A new study showed that the drug ivacaftor significantly improved lung function in some patients with cystic fibrosis, a life threatening hereditary chronic lung disease that causes thick, sticky mucus to build up in the lungs, digestive track, and other areas in the body.

The phase 3 clinical trial study was led by Bonnie W. Ramsey, MD of Seattle Children’s Research Institute and the University of Washington.

Lung function improvement

Researchers found that approximately 4 percent of patients with the gene mutation called G551D that causes cystic fibrosis (CF), who were treated with ivacaftor, also known as VX-770, showed a 17 percent relative improvement in lung function that was sustained over the course of 48 weeks.

Researchers evaluated lung function in patients 12 years or older who carry at least one copy of the G551D mutation. The third and final study in a series designed to assess VX-770’s effectiveness and safety before approval, included 161 patients at multiple healthcare centers who received at least one dose of VX-770 or placebo.

Patients with G551D treated with VX-770 also showed improvements in other areas critically important to the health of patients with CF.
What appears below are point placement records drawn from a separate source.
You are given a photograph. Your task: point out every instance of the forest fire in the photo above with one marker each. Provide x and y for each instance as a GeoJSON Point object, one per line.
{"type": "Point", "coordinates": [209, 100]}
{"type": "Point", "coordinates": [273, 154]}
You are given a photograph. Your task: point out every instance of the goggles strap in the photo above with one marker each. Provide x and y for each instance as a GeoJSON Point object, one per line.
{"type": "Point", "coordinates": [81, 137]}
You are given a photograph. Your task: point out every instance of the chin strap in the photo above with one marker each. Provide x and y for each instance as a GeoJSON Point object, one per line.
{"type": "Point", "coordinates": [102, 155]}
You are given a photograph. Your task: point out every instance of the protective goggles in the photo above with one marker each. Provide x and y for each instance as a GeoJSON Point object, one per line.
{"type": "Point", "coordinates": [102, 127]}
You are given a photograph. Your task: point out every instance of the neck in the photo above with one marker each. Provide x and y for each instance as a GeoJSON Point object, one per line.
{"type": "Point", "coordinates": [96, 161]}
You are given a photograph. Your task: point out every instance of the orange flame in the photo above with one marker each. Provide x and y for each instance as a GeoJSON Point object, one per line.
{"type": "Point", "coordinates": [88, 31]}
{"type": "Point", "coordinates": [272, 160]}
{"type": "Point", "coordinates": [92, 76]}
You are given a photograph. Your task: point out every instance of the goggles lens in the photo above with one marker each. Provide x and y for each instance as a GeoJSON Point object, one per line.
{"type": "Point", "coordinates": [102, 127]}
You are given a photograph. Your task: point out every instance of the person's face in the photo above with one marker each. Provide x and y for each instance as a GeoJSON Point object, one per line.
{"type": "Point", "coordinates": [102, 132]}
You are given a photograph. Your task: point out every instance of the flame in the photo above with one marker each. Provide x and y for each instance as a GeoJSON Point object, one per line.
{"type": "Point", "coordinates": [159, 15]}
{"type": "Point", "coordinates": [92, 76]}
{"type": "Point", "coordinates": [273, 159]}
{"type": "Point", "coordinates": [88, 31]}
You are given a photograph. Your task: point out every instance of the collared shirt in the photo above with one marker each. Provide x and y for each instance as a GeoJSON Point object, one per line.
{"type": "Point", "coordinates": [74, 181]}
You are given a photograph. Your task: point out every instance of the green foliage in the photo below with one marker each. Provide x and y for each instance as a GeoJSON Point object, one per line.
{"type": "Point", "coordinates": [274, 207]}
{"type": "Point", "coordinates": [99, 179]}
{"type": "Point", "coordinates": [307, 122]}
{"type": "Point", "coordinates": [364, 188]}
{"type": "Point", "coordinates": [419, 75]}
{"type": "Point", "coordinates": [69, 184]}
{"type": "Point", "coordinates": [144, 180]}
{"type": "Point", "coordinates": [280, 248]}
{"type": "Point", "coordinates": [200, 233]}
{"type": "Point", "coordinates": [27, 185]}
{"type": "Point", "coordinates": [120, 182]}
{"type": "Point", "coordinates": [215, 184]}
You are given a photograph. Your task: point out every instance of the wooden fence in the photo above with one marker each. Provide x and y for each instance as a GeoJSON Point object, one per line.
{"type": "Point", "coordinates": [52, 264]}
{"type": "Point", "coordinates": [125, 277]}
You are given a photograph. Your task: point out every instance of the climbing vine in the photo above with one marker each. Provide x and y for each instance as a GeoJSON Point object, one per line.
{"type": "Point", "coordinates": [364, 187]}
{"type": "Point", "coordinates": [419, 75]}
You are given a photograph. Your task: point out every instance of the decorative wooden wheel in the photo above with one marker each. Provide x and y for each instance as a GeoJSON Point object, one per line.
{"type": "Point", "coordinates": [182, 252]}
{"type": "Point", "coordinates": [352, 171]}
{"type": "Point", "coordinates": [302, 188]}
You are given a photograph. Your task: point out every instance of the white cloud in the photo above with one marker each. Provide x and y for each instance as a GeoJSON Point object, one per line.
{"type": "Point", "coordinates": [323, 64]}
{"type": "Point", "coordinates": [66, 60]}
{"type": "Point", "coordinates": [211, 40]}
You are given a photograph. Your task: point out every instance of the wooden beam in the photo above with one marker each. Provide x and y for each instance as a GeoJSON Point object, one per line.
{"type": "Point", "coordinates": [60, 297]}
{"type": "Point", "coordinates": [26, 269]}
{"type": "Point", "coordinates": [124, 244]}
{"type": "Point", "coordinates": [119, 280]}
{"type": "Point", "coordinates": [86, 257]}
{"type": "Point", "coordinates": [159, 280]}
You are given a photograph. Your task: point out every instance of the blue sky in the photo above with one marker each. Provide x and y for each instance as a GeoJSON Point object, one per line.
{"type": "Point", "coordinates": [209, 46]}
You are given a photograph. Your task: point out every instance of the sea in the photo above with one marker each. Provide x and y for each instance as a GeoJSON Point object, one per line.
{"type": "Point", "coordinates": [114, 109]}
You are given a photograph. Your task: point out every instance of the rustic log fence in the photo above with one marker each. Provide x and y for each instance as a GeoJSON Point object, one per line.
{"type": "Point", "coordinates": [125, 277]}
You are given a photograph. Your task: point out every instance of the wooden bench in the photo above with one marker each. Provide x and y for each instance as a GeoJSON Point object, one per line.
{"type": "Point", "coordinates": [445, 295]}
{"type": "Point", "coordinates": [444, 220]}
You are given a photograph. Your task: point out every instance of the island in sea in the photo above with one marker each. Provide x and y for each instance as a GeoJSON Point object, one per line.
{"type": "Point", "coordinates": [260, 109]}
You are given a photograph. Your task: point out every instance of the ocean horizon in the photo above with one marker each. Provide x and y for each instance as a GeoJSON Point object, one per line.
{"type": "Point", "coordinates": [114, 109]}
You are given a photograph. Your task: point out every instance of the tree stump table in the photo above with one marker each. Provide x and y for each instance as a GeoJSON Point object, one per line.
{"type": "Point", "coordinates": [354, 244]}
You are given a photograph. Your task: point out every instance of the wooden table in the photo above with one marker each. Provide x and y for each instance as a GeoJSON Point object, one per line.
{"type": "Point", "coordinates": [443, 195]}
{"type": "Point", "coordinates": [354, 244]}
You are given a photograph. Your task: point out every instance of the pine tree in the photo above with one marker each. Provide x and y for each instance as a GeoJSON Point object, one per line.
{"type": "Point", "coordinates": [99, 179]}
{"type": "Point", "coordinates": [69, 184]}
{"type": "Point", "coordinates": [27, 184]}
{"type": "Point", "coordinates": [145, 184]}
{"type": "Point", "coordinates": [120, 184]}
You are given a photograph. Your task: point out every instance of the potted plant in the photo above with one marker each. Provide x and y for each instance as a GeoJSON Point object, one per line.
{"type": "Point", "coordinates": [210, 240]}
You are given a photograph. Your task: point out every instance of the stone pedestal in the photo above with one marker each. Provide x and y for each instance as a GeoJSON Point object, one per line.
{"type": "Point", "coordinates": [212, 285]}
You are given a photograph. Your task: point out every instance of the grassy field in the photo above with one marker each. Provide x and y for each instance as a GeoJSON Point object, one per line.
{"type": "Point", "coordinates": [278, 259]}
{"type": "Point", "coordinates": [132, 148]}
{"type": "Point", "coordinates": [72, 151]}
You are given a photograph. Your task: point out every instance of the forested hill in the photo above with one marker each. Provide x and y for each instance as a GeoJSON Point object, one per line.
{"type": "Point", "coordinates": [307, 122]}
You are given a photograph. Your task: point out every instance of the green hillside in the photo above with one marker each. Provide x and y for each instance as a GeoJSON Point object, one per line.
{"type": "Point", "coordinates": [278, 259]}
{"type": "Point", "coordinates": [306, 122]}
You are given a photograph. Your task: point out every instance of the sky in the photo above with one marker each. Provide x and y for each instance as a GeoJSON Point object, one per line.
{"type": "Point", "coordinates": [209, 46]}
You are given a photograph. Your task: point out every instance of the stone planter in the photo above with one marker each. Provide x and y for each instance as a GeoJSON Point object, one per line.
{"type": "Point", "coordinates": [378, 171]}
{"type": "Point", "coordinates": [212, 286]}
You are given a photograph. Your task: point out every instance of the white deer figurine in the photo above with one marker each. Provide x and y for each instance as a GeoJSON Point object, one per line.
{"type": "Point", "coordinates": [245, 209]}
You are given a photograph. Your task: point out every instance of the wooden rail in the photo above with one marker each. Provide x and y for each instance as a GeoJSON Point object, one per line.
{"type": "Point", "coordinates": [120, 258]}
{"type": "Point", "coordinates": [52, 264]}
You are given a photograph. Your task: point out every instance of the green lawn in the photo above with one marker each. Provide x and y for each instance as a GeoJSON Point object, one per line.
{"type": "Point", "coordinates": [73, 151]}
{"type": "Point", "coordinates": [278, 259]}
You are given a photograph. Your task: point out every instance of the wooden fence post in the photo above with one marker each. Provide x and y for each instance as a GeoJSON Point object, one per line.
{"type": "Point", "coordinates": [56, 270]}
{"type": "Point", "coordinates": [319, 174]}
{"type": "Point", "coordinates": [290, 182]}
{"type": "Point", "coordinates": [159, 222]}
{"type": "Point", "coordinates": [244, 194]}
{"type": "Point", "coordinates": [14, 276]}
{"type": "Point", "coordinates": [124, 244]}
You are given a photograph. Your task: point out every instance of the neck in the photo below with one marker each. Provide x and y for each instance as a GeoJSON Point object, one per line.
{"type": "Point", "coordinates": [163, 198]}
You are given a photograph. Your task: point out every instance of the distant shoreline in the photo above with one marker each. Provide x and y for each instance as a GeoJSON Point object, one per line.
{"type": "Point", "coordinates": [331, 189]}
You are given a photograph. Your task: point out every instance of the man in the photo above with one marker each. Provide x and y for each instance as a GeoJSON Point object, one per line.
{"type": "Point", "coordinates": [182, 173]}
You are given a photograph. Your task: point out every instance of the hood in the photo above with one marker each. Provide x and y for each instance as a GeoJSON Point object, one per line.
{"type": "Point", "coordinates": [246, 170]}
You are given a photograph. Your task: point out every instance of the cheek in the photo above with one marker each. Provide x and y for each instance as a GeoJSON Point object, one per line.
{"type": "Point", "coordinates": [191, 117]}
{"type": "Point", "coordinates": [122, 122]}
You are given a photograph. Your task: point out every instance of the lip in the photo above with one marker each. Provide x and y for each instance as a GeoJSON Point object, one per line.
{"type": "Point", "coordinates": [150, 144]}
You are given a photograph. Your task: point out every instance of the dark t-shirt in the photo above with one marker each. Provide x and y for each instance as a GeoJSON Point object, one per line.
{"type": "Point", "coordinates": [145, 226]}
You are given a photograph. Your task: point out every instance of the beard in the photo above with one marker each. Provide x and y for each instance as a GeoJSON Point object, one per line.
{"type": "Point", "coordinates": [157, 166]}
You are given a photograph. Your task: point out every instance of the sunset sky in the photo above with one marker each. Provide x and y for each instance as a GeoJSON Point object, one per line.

Reduction in Sweat Chloride Levels

Cystic fibrosis patients who participated in the study showed significant reductions in sweat chloride levels indicating an improvement in the body’s ability to carry salt in and out of cells, a process that causes CF if defected.

Improved Weight Gain

Patients involved in the study also experienced decreased respiratory distress symptoms and improved weight gain, which is good for CF patients have difficulty gaining weight, especially during childhood as they have reduced lung function and chronic infection.

Those who received VX-770 gained on average 7 pounds compared to those in the placebo group who gained approximately one pound, the authors wrote.

Impact of Cystic Fibrosis

Approximately 30,000 children and adults in the U.S and 70,000 people worldwide have cystic fibrosis, caused by a defective gene that affects many parts of the body, especially harmful to the lungs and pancreas. In the late 1950s few children with CF lived beyond the age of five and today with advances in research and medical treatments made it possible for patients with CF to live well into their 30s, 40s, and sometimes beyond, but the disease is still life threatening and researchers have been trying to find new ways to improve lung function in patients with the disease. VX-770 might just be the next step to an even better form of medication to improve lung function in CF patients.

"Our study shows that we are now able to improve the quality of life for cystic fibrosis patients with the G551D mutation with the administration of VX-770," said Dr. Ramsey.